Максимилиан чувствовал, что с ним происходит. Тяжелые запоры, с которыми пытались бороться недостаточными или слишком сильными средствами, сменялись непрекращающимися поносами, настолько ослабившими императора, что он уже не мог держаться на ногах. Он страдал, вероятно, язвой кишок или раком толстой кишки. Высокая температура происходила от воспаления кишечника, из-за чего больного мучила жестокая жажда. Врачи испробовали все для уменьшения болей, но из-за этого императора, вероятно, разбил паралич, лишивший его речи. Несмотря на все мучения, смертельно больной, он почти до конца находился в сознании и приказал записать еще несколько важных приказаний, после того как продиктовал свое завещание и последние распоряжения.
Лишь небольшая горстка людей присутствовала у смертного одра больного, например императорский советник Якоб Шпигель. Он запечатлел в письме последние часы жизни Максимилиана. Кроме него, рядом с императором находился картезианец Георг Рейш. С ним Максимилиан, пока мог говорить, вел долгие дискуссии о жизни после смерти. Кого не хватало, так это его многолетнего соратника Маттеуса Ланга. Он прибыл слишком поздно, ему забыли вовремя сообщить о болезни императора.
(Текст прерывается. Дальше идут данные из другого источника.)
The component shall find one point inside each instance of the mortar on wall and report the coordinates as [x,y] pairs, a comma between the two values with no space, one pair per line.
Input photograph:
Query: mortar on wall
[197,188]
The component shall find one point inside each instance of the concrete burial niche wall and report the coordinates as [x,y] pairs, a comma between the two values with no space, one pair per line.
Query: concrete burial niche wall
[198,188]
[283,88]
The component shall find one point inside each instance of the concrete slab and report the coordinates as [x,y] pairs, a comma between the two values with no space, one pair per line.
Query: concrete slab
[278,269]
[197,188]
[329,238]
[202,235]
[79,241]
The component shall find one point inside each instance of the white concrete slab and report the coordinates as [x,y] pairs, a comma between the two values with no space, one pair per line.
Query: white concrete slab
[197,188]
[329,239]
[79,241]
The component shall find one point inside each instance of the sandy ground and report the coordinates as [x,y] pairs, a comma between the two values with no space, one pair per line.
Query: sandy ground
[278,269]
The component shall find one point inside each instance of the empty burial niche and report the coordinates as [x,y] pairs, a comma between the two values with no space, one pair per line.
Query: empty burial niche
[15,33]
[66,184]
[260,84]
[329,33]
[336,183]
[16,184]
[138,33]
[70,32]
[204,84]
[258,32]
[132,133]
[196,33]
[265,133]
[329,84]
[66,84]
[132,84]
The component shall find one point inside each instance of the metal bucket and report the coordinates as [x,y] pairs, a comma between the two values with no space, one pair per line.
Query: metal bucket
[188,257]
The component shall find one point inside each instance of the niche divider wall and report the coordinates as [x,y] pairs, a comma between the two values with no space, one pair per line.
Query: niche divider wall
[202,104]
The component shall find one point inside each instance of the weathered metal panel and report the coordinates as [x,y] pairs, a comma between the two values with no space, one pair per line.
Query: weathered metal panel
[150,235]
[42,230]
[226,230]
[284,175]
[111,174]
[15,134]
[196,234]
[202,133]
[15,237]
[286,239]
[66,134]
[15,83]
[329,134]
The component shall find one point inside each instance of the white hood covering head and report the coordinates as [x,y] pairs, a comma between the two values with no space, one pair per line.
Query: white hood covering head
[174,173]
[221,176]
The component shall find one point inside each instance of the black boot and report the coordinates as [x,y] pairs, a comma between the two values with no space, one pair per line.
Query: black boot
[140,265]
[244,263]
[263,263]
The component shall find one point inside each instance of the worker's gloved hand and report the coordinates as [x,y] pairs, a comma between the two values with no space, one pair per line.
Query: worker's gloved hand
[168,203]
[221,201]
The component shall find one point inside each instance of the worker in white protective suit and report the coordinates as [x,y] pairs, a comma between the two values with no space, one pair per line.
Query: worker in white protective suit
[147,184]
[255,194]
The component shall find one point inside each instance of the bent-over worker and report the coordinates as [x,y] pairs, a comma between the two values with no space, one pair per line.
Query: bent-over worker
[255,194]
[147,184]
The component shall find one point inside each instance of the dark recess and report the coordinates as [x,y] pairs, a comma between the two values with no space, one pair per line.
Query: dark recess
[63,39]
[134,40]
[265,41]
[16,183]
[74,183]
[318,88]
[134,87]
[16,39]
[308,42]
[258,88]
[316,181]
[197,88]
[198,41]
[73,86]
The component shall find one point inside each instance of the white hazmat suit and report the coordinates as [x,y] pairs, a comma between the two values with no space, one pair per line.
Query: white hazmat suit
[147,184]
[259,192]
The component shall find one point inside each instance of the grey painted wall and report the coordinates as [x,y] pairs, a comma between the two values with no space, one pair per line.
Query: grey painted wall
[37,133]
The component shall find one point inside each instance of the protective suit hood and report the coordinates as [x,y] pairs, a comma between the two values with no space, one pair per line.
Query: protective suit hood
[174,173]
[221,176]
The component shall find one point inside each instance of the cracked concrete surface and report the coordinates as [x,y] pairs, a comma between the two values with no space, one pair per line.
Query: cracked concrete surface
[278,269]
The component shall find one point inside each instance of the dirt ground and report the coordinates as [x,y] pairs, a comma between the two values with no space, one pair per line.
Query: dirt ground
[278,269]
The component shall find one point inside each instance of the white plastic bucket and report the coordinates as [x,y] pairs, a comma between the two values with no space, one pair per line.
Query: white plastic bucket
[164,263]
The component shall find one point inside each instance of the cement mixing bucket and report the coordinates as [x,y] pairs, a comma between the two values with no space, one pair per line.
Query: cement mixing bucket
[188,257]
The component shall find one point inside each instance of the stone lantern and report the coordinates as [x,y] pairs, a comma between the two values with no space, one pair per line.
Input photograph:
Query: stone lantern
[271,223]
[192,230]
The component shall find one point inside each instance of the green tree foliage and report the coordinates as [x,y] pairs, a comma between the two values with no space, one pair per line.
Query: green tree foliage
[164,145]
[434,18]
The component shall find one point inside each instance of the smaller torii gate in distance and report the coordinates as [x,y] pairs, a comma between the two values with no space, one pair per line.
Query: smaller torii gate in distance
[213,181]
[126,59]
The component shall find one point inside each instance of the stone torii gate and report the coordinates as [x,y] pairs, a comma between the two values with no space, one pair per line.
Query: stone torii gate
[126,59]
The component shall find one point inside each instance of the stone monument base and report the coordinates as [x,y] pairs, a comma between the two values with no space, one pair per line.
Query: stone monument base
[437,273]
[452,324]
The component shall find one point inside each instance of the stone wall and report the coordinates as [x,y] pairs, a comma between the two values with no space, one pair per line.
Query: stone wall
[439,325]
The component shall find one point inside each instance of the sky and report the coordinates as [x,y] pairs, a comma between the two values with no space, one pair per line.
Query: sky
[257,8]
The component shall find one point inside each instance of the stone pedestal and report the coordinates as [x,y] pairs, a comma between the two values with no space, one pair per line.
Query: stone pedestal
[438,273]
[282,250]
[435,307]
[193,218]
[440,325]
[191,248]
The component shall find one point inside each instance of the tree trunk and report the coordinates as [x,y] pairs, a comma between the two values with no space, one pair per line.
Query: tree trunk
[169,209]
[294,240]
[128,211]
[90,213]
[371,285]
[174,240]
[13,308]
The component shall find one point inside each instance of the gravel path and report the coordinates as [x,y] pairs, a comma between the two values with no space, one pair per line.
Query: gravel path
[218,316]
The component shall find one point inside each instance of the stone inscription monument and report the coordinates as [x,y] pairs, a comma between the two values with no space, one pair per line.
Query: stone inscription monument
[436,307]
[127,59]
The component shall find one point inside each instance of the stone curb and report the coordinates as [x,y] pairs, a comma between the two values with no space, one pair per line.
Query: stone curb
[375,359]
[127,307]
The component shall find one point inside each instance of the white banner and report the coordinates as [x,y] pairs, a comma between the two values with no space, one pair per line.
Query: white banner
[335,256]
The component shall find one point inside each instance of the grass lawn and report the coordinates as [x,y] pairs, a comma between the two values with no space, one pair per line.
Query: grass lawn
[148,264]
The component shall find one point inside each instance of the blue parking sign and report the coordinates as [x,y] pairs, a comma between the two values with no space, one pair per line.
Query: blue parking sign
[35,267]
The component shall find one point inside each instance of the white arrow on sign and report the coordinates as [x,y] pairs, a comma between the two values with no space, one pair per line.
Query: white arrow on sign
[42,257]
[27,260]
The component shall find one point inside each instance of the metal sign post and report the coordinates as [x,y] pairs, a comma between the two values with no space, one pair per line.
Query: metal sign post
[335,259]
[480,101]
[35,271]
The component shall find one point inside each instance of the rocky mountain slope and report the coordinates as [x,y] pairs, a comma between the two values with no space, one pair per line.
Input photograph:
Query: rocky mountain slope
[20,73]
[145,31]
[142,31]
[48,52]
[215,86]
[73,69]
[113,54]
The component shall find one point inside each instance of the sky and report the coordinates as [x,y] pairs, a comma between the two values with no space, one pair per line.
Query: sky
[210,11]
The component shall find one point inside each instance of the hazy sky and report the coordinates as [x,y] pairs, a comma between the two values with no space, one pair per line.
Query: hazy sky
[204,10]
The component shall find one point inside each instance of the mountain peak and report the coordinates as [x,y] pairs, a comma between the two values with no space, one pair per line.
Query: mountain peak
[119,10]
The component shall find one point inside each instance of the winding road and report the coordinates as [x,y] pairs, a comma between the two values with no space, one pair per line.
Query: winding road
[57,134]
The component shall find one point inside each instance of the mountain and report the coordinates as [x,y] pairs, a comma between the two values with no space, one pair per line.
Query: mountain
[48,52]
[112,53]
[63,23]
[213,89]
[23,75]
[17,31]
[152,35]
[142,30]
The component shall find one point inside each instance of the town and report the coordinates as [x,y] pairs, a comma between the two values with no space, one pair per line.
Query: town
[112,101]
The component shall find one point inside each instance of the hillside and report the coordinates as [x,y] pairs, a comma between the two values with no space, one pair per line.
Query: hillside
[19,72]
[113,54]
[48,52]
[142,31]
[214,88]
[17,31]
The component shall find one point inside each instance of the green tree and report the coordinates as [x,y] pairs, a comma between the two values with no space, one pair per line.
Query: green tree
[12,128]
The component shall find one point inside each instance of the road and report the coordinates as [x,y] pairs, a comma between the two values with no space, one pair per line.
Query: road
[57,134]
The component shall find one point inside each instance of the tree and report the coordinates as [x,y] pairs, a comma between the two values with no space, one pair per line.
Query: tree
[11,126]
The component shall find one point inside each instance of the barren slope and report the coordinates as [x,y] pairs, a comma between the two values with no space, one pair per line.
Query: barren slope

Максимилиан, потеряв сознание из-за ужасных болей, мирно скончался после недолгой агонии, окруженный верными друзьями. Случилось это 12 января.
Еще при жизни император указал с точностью до мелочей, как следует поступить с его телом: остричь волосы, вырвать зубы и отхлестать голое тело. После этого завернуть в саван, затем в парчу и уложить в «сундук для сокровища», дабы перевезти из Вельза в родной город — венский Нейштадт. Здесь гениального императора из рода Габсбургов торжественно похоронили под ступенями алтаря капеллы Святого Георга. Но сердце его увезли в Брюгге, и теперь оно покоится рядом с женщиной, которой принадлежало всю жизнь, — Марией Бургундской.